BACKGROUND Early prediction and intervention are known to be critical for acute graft-versus-host disease (aGvHD) prevention and treatment. Significant progress has been made in the development of human plasma biomarkers for the risk stratification of aGvHD severity. Whether donor-derived immune cells may predict the occurrence of severe aGvHD early after allogeneic hematopoietic stem cell transplantation (allo-HSCT) remains poorly understood. OBJECTIVE The objective of this study is to evaluate the results of allo-HSCT in pediatric patients with different counts and frequency of dendritic cells (DCs) subsets at engraftment in pediatric patients within the Children's Hospital of Soochow University. STUDY DESIGN This is a retrospective study. A total of 45 patients as a discovery cohort were enrolled from March 2018 to December 2018 within the Children's Hospital of Soochow University.

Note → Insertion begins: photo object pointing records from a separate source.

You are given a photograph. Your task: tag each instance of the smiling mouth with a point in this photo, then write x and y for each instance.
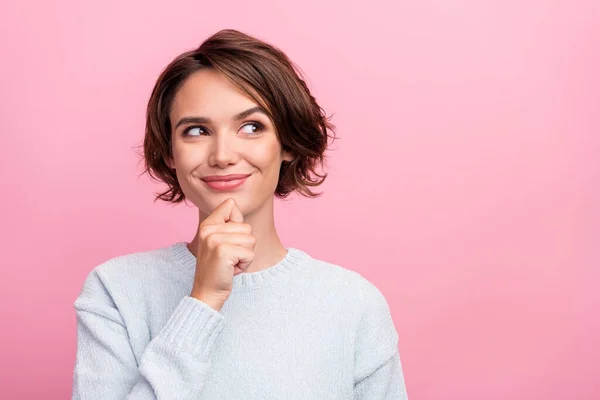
(220, 184)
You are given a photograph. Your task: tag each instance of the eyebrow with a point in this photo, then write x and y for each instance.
(206, 120)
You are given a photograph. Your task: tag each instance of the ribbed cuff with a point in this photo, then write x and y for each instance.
(192, 328)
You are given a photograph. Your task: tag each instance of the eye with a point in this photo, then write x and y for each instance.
(193, 131)
(258, 126)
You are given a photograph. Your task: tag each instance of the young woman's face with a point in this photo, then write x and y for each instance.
(208, 139)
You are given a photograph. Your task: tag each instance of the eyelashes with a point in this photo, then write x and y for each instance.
(186, 133)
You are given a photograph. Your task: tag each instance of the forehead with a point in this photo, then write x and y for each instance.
(209, 93)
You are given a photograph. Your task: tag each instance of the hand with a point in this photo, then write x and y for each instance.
(225, 249)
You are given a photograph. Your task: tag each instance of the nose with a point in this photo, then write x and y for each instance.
(222, 151)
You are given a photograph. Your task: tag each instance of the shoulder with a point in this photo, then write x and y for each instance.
(126, 273)
(365, 295)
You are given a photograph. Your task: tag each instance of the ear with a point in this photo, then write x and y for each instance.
(170, 163)
(287, 156)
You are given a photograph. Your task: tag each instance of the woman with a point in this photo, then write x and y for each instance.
(233, 314)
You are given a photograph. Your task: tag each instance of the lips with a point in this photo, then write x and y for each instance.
(224, 178)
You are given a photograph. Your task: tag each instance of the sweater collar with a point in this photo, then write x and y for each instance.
(294, 261)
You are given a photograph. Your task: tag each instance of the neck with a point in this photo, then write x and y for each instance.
(268, 250)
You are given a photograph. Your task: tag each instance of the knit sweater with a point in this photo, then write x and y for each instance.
(300, 329)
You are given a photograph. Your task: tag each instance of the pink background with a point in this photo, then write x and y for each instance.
(465, 184)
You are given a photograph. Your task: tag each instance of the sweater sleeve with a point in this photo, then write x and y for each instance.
(172, 366)
(378, 371)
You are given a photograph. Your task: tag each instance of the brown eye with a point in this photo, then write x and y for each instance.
(258, 128)
(193, 131)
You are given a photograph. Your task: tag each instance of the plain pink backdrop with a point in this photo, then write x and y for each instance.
(465, 184)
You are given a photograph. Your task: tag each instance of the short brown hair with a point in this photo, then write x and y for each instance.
(267, 75)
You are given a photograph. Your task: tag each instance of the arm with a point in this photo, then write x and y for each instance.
(378, 371)
(386, 382)
(172, 366)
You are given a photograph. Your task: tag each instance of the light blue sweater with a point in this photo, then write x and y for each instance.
(301, 329)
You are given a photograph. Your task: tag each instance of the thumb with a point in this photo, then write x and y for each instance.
(226, 211)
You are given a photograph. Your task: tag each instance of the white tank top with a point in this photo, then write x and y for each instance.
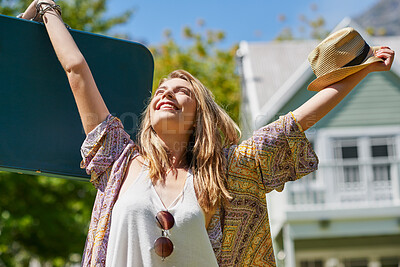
(134, 228)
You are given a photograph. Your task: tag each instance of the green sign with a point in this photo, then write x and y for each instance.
(40, 128)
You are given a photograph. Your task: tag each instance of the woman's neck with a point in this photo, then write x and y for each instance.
(176, 147)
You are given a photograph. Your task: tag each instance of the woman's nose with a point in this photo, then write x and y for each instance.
(169, 93)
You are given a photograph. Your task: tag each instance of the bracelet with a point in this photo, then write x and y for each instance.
(40, 11)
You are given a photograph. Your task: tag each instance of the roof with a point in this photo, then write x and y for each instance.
(273, 72)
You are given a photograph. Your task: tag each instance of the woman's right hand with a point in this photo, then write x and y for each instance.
(31, 12)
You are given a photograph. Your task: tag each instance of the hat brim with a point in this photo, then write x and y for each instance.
(339, 74)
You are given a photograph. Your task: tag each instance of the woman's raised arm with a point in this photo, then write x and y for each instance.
(91, 106)
(325, 100)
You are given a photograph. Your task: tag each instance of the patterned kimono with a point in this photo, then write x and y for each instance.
(239, 232)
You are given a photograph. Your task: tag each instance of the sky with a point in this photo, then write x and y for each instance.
(251, 20)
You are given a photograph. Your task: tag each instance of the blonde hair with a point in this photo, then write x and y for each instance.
(214, 130)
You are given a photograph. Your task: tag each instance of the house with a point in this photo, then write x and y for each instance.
(348, 212)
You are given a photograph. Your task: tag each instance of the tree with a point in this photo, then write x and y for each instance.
(214, 66)
(42, 218)
(45, 218)
(86, 15)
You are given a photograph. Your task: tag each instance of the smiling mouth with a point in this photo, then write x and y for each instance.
(167, 106)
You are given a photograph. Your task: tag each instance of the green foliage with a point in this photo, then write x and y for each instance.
(213, 66)
(43, 218)
(87, 15)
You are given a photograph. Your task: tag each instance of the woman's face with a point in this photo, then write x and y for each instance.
(173, 107)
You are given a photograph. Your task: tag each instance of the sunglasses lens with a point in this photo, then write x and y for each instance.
(163, 247)
(165, 220)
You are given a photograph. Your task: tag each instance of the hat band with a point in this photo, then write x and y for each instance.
(360, 58)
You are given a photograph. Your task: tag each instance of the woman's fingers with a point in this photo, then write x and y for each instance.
(387, 55)
(30, 12)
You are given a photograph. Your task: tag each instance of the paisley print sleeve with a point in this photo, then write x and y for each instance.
(102, 146)
(274, 155)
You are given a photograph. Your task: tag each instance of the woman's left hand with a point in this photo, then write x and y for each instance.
(387, 55)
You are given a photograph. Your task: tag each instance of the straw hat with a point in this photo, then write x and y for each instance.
(341, 54)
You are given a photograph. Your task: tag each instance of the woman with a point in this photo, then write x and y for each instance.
(186, 174)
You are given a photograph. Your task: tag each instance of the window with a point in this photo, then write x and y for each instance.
(390, 262)
(382, 150)
(355, 263)
(346, 154)
(311, 263)
(364, 168)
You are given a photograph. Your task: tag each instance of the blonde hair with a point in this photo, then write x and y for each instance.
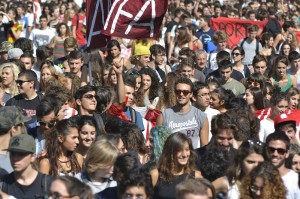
(102, 154)
(13, 89)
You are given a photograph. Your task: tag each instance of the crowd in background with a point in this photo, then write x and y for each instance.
(180, 116)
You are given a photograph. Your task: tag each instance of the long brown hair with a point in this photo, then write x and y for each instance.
(168, 160)
(54, 148)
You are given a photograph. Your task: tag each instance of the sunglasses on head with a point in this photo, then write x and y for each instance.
(236, 54)
(90, 96)
(184, 92)
(50, 124)
(20, 82)
(280, 151)
(253, 83)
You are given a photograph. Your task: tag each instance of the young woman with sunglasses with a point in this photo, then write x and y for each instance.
(61, 143)
(280, 76)
(249, 155)
(263, 182)
(8, 87)
(238, 55)
(87, 134)
(279, 104)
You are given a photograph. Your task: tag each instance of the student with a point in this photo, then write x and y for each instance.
(277, 147)
(24, 181)
(12, 124)
(28, 99)
(184, 117)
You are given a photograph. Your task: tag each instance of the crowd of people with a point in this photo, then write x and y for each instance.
(181, 116)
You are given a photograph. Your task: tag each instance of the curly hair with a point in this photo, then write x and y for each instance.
(54, 147)
(168, 97)
(167, 163)
(154, 88)
(273, 184)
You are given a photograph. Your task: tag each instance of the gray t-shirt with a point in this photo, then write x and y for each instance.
(189, 123)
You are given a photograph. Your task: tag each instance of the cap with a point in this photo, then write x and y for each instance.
(11, 116)
(141, 49)
(15, 53)
(6, 46)
(23, 143)
(283, 117)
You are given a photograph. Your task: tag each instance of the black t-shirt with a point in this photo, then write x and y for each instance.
(37, 189)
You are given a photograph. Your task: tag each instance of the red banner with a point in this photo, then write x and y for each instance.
(236, 28)
(133, 19)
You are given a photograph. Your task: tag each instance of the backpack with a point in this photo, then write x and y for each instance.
(257, 45)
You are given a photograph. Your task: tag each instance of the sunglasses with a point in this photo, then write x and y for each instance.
(253, 83)
(50, 124)
(90, 96)
(236, 54)
(20, 82)
(184, 92)
(255, 142)
(280, 151)
(254, 188)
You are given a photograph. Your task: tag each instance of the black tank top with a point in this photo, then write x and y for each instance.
(167, 190)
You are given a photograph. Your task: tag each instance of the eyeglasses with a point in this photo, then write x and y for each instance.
(90, 96)
(253, 83)
(204, 95)
(184, 92)
(50, 124)
(236, 54)
(255, 142)
(56, 195)
(255, 189)
(280, 151)
(20, 82)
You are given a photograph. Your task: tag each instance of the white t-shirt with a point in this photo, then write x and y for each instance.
(290, 181)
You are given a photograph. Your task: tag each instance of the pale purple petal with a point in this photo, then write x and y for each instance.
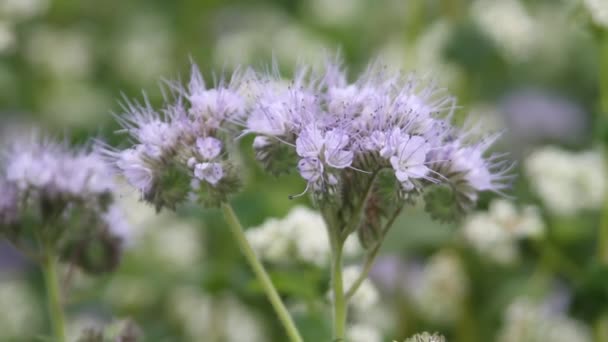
(339, 159)
(310, 169)
(212, 173)
(310, 142)
(209, 148)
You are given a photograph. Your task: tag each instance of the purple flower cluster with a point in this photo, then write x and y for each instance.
(61, 196)
(180, 150)
(319, 124)
(379, 121)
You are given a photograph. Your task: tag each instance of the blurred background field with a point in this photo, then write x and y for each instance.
(524, 267)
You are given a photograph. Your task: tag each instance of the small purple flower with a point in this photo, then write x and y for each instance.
(209, 147)
(409, 162)
(212, 173)
(311, 169)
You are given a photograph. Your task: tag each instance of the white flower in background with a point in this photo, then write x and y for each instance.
(366, 296)
(63, 54)
(363, 333)
(495, 233)
(18, 10)
(508, 23)
(529, 321)
(21, 312)
(439, 289)
(599, 11)
(567, 182)
(337, 12)
(219, 318)
(302, 235)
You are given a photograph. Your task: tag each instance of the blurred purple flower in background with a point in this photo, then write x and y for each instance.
(534, 116)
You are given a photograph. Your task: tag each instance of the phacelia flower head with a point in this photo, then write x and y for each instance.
(180, 152)
(342, 136)
(62, 197)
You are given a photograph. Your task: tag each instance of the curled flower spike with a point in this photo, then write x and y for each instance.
(344, 135)
(180, 151)
(62, 198)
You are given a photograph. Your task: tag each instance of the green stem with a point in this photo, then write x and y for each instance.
(261, 274)
(371, 256)
(49, 267)
(360, 209)
(600, 326)
(338, 289)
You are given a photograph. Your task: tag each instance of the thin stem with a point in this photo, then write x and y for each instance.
(49, 267)
(338, 288)
(371, 256)
(603, 88)
(261, 274)
(600, 326)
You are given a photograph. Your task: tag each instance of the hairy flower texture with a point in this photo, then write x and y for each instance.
(179, 152)
(63, 196)
(343, 136)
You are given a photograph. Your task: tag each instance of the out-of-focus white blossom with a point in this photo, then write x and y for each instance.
(363, 333)
(439, 289)
(337, 12)
(220, 318)
(567, 182)
(18, 10)
(508, 23)
(528, 321)
(495, 233)
(599, 11)
(425, 337)
(302, 235)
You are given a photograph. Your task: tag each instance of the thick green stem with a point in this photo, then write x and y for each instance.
(360, 209)
(371, 256)
(338, 291)
(49, 267)
(261, 274)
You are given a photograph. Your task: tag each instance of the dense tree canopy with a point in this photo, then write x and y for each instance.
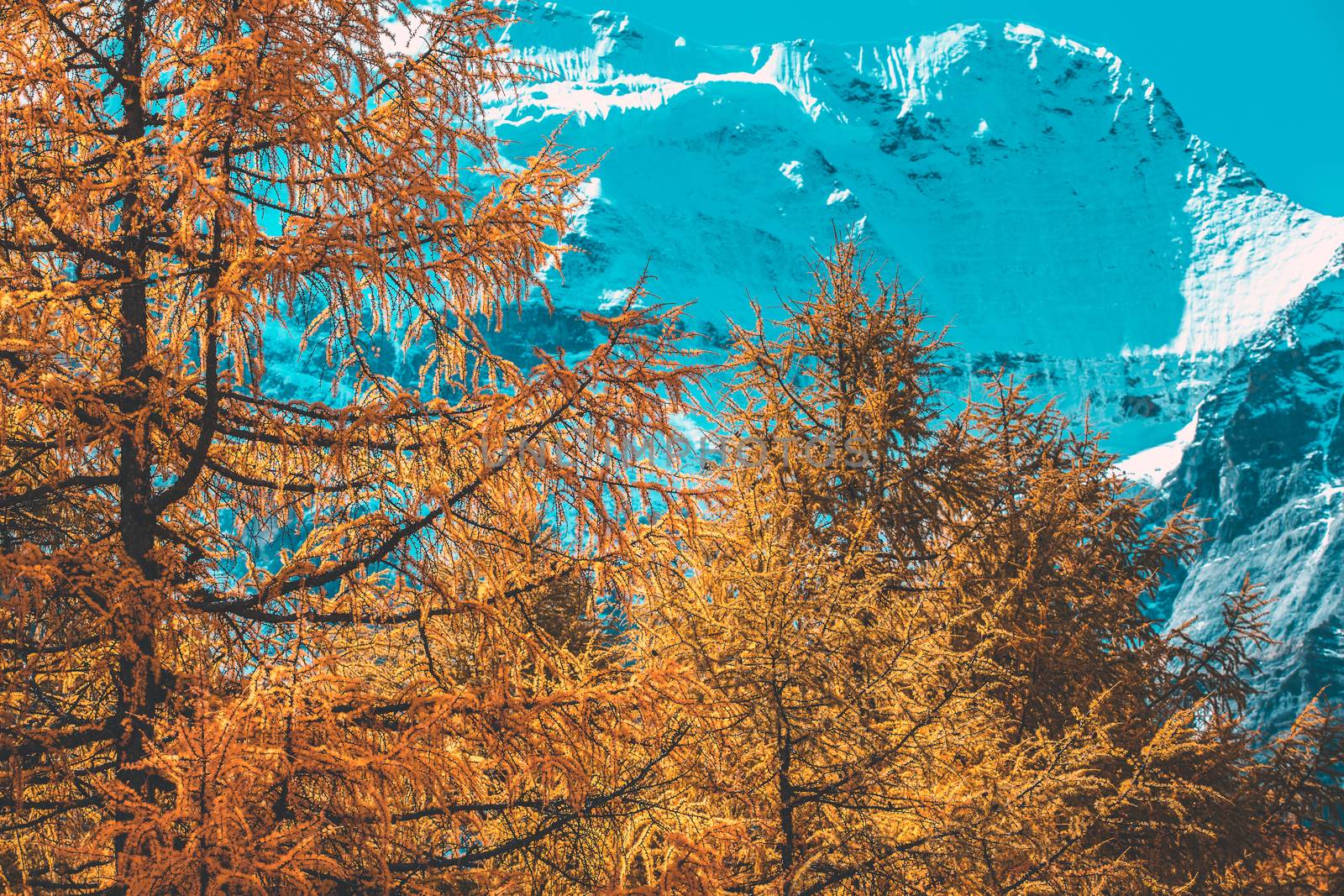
(312, 633)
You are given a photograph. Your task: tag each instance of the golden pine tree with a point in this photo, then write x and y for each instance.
(918, 652)
(268, 634)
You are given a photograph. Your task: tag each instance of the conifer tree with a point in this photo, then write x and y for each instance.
(284, 633)
(918, 652)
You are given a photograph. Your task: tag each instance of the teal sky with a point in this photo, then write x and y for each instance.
(1263, 80)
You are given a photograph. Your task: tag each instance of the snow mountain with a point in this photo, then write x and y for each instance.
(1050, 207)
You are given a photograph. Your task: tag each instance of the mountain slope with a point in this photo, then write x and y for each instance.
(1052, 207)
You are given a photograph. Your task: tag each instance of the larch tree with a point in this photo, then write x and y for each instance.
(302, 633)
(918, 653)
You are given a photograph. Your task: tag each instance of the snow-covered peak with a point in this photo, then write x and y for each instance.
(1046, 196)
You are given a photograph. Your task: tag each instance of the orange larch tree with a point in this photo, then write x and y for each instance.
(288, 633)
(918, 653)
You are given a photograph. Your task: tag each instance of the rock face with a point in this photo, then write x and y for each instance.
(1052, 208)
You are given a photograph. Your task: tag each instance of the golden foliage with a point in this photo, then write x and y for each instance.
(259, 642)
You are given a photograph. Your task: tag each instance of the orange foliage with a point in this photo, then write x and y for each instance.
(257, 642)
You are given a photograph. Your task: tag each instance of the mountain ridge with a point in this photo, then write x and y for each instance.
(1053, 208)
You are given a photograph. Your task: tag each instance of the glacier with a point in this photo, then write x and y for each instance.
(1048, 206)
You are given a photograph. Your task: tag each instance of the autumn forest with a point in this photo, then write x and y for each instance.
(264, 636)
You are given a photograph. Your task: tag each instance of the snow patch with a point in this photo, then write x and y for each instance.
(1152, 465)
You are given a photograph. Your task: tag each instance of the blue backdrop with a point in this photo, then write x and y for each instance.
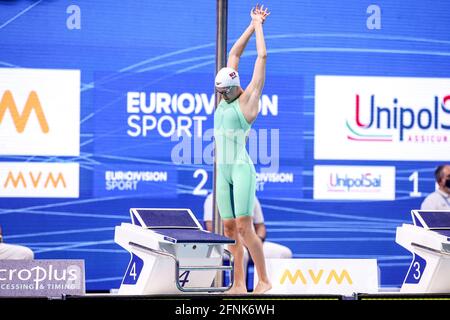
(128, 50)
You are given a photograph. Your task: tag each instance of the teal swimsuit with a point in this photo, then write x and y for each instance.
(236, 175)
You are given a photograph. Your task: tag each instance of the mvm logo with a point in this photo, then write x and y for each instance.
(35, 180)
(39, 179)
(316, 277)
(20, 120)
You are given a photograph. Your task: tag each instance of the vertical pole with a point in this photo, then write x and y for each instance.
(221, 60)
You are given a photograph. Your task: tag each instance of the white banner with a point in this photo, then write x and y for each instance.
(39, 179)
(354, 182)
(322, 276)
(382, 118)
(39, 112)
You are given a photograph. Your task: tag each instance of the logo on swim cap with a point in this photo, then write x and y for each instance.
(227, 77)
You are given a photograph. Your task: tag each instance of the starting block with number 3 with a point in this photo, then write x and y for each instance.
(429, 241)
(171, 253)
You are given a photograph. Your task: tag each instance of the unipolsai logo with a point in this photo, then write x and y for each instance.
(394, 120)
(366, 181)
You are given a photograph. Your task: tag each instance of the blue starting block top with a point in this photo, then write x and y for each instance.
(175, 225)
(192, 236)
(164, 218)
(432, 220)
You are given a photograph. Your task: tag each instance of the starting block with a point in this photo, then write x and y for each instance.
(429, 241)
(171, 253)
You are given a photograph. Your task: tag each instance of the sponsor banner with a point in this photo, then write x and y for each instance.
(322, 276)
(162, 117)
(45, 278)
(354, 183)
(150, 180)
(39, 180)
(285, 182)
(39, 112)
(382, 118)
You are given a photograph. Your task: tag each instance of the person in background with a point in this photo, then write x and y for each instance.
(439, 199)
(13, 251)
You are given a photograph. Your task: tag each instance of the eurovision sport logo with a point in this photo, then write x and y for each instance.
(382, 118)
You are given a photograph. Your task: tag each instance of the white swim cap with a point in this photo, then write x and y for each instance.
(227, 77)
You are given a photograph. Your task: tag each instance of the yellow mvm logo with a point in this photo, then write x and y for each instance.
(315, 277)
(20, 120)
(34, 180)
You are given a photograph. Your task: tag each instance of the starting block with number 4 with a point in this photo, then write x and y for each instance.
(171, 253)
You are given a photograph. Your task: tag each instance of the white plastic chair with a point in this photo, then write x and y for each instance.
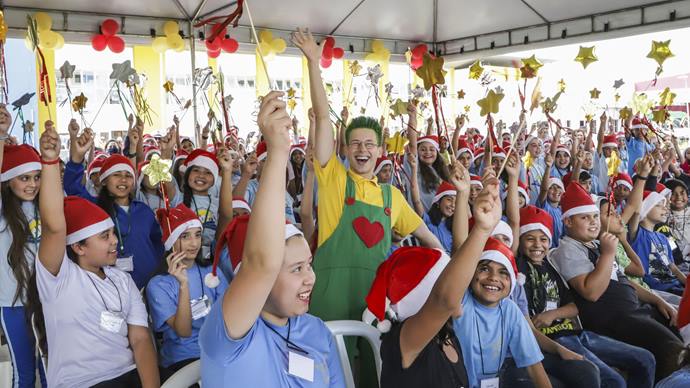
(341, 329)
(185, 377)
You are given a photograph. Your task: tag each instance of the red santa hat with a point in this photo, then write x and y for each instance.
(115, 163)
(261, 151)
(610, 141)
(622, 179)
(402, 284)
(444, 189)
(240, 203)
(175, 222)
(432, 139)
(84, 219)
(205, 159)
(650, 199)
(381, 163)
(233, 237)
(19, 160)
(534, 218)
(496, 251)
(576, 200)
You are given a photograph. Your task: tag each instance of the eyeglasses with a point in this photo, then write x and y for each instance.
(368, 145)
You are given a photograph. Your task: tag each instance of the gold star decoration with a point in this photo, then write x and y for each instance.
(586, 56)
(530, 67)
(561, 85)
(431, 71)
(158, 170)
(476, 70)
(625, 113)
(660, 52)
(489, 104)
(660, 116)
(79, 102)
(666, 97)
(396, 144)
(398, 108)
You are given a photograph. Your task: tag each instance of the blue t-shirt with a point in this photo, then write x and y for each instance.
(227, 361)
(556, 213)
(441, 231)
(488, 334)
(162, 294)
(656, 256)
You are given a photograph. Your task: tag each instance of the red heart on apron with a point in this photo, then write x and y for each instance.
(370, 233)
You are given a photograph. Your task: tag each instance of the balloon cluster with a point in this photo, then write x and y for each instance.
(416, 57)
(47, 38)
(172, 39)
(269, 47)
(108, 38)
(330, 52)
(221, 42)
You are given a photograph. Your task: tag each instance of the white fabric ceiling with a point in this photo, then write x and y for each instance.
(411, 20)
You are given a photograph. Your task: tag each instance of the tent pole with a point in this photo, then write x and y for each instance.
(192, 51)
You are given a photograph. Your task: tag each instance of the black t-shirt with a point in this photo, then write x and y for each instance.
(545, 291)
(431, 368)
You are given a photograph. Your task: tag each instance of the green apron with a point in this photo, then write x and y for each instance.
(346, 263)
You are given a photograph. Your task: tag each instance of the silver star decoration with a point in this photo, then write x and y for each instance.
(67, 70)
(123, 71)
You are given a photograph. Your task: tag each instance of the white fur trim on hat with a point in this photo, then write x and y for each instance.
(175, 234)
(19, 170)
(652, 200)
(581, 210)
(115, 168)
(84, 233)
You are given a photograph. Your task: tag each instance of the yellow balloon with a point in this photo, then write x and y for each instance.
(278, 45)
(171, 28)
(43, 21)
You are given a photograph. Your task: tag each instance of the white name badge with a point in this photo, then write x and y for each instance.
(125, 263)
(113, 322)
(489, 383)
(301, 366)
(200, 307)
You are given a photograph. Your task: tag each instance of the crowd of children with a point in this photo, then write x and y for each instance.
(559, 259)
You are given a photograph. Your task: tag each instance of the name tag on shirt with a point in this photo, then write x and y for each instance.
(125, 263)
(200, 307)
(302, 367)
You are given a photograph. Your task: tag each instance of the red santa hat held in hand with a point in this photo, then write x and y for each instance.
(403, 284)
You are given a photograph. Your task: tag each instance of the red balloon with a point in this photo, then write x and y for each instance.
(99, 42)
(229, 45)
(116, 44)
(419, 50)
(109, 27)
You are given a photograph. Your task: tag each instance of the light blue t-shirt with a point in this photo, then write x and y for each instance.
(260, 359)
(162, 294)
(488, 334)
(441, 231)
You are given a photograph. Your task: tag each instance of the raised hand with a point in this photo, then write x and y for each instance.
(305, 42)
(50, 142)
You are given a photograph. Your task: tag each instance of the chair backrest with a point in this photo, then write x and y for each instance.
(341, 329)
(189, 375)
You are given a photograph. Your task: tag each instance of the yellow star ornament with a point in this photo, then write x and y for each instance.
(586, 56)
(476, 70)
(431, 71)
(489, 104)
(158, 170)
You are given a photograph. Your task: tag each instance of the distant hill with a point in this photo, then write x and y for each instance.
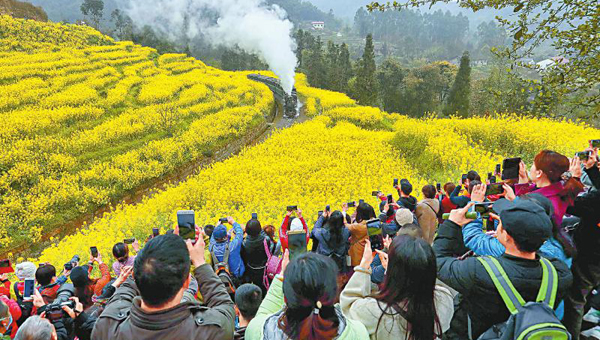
(24, 10)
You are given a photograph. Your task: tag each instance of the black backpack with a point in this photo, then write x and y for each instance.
(222, 270)
(528, 320)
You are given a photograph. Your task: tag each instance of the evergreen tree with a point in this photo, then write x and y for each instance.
(365, 86)
(345, 66)
(315, 65)
(458, 99)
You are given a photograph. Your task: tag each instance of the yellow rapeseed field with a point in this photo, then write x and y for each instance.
(89, 119)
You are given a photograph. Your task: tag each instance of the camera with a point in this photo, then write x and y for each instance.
(69, 265)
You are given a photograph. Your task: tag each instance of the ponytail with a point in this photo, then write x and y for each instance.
(304, 323)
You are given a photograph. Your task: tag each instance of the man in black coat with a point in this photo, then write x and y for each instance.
(524, 227)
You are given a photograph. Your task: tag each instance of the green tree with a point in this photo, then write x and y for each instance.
(93, 9)
(345, 67)
(459, 97)
(570, 26)
(365, 86)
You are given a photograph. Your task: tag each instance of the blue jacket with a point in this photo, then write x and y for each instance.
(236, 265)
(459, 201)
(324, 237)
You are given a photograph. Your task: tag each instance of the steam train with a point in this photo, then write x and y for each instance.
(290, 102)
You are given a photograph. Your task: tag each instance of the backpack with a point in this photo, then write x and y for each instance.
(272, 267)
(222, 270)
(531, 320)
(26, 306)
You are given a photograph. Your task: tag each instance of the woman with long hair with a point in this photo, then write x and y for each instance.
(301, 304)
(410, 305)
(551, 176)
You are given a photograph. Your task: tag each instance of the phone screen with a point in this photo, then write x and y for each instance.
(297, 243)
(510, 168)
(187, 224)
(28, 290)
(494, 189)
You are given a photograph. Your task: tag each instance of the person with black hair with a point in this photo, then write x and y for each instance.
(462, 201)
(49, 284)
(309, 311)
(406, 200)
(121, 254)
(85, 287)
(522, 229)
(254, 253)
(332, 235)
(157, 304)
(248, 298)
(358, 230)
(410, 305)
(427, 212)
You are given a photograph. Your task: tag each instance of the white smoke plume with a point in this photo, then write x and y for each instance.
(251, 24)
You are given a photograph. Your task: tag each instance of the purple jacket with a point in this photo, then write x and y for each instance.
(552, 192)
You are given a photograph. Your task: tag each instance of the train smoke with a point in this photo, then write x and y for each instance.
(250, 24)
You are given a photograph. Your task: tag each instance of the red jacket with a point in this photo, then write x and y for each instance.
(15, 312)
(283, 232)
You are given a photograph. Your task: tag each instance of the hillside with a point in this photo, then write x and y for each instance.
(19, 9)
(86, 121)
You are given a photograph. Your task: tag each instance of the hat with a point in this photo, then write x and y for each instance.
(25, 271)
(220, 232)
(296, 225)
(404, 216)
(405, 186)
(525, 221)
(79, 276)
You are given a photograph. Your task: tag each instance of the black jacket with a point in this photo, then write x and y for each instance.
(587, 207)
(482, 301)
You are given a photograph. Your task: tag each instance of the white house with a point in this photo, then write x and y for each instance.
(318, 25)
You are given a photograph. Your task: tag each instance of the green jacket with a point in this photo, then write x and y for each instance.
(272, 306)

The validation cohort (30 patients) was enrolled from December 2019 to May 2020. Plasma samples collected from 2016 to 2018 were used for testing ST2 and Reg3α in pediatric patients undergoing allo-HSCT. RESULTS Patients with grade II-IV aGvHD (n=18, termed severe aGvHD) showed 3- and 6-fold fewer frequency and numbers, respectively, of plasmacytoid dendritic cells (pDCs) in the peripheral blood (PB) at the engraftment time than patients with grade 0-I aGvHD (n=27, termed no/mild aGvHD). Using the receiver operating characteristic (ROC) curve analysis, we identified the threshold of pDC level at 0.3 cells/μl as a cutoff to evaluate the difference in patients with high (>0.3 cells/μl) versus low (<0.3 cells/μl) pDC counts. Of these 45 patients, 21 (46.7%) patients had high pDCs and 24 (53.3%) patients showed low pDCs. Patients with low pDCs at the engraftment time had a significantly higher probability of developing severe aGvHD (p<0.05). The sensitivity of distinguishing severe aGvHD from no/mild aGvHD was 75% and the specificity was 94%. Additionally, low pDC patients had higher transplant-related mortality compared to high pDC patients (12.5% versus 0%). Using an additional cohort of 30 allo-HSCT patients, we validated this observation. CONCLUSION Our findings identify that donor pDC counts in PB at the engraftment time are a valuable biomarker for predicting severe aGvHD in pediatric patients undergoing allo-HSCT.